It's apparently silly to you, because YOU do not believe rights are naturally evident.
Before we get into a big tangent about my personal beliefs, why don't you explain what "naturally evident" rights are.
I mean, if you have the right to life, then a falling coconut is violating your rights when it cracks your skull and kills you.
If you walk out into the wilderness and clear a parcel of land and claim you have "property rights" is a deer or a gorilla violating your property rights when it trespasses or when it destroys something you have made?
Of course not, because rights are social constructs all social species develop to regulate the behavior of individuals within a social setting. It's not some sort of divine law and it does not exist in any sense beyond the sphere of bone surrounding our brains.
I must question then, why you would believe in freedom in any aspect.
What does it mean to "believe in" something? Believe what about freedom exactly?
If rights are nothing but social constructs, then you have no rights.
What? That doesn't follow at all. You're still thinking of rights in terms of ownership. Like you own your "rights" like invisible bubbles that surround you. No - in reality rights are just a social construct, and they have very real effects. I do, in fact, have rights, such as the right to cross-examine witnesses against me in a criminal trial.

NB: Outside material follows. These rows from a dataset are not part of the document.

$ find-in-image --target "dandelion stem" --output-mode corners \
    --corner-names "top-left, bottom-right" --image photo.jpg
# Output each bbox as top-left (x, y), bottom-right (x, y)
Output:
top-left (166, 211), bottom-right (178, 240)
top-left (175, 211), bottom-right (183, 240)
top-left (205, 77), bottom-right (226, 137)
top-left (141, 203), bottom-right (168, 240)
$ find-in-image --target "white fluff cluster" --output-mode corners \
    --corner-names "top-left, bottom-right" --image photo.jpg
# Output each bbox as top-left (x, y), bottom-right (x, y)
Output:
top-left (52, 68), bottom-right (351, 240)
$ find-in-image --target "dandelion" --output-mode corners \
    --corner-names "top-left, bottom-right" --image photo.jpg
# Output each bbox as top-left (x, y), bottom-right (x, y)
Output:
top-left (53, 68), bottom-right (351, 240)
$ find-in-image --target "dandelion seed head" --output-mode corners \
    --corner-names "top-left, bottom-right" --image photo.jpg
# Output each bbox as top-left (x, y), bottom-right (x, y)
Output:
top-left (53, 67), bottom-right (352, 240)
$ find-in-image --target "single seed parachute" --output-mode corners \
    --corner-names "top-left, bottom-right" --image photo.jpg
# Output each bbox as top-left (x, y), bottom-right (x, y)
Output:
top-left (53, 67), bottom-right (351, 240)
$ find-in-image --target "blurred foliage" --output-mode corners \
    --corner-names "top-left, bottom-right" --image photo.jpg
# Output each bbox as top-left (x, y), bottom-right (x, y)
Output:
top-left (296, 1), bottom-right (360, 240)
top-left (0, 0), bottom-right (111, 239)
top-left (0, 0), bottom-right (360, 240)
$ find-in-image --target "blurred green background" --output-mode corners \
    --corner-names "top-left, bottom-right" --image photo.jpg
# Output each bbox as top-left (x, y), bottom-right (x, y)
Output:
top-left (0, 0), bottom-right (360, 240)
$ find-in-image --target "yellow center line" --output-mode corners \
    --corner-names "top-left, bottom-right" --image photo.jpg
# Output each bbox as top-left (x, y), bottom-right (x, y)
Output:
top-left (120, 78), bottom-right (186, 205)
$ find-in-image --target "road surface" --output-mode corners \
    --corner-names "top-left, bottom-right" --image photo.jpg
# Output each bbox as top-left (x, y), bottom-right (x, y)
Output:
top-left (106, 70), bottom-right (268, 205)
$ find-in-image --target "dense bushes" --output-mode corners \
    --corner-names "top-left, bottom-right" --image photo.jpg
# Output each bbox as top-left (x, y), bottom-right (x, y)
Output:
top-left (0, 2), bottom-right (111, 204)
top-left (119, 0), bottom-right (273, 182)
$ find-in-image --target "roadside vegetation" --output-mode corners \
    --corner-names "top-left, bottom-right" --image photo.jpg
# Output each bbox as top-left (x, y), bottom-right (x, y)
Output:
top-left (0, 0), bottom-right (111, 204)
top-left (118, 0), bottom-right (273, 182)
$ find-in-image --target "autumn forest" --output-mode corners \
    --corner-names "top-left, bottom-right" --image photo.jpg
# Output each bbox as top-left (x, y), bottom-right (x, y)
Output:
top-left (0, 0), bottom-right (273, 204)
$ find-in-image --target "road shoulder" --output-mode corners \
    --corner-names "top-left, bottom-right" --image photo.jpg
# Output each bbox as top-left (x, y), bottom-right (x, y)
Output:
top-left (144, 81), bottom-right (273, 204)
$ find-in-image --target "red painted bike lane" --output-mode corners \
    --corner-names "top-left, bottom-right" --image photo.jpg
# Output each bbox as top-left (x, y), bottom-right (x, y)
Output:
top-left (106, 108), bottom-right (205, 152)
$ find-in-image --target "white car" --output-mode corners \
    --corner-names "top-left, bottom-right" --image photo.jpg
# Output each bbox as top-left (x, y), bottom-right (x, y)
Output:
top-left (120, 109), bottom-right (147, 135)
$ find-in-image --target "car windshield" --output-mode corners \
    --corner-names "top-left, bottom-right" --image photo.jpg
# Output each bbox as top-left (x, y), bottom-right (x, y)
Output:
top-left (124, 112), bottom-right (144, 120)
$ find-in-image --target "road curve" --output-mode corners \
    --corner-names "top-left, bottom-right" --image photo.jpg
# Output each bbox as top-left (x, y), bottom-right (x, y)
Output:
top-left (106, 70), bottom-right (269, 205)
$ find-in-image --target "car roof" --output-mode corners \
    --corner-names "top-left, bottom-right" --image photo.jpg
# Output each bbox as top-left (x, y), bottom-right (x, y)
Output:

You have no right to your own life, and whoever could by means of force take your life away from you, would be perfectly justified.
Justified by whom? There is no cosmic, eternal standard of justice.
And by the way, wouldn't the fact that someone COULD by means of force, take my life, tend to make it "naturally evident" that magical rights don't actually exist?
Are you an anarchist or a nihilist?
Maybe a little bit of both. Who knows.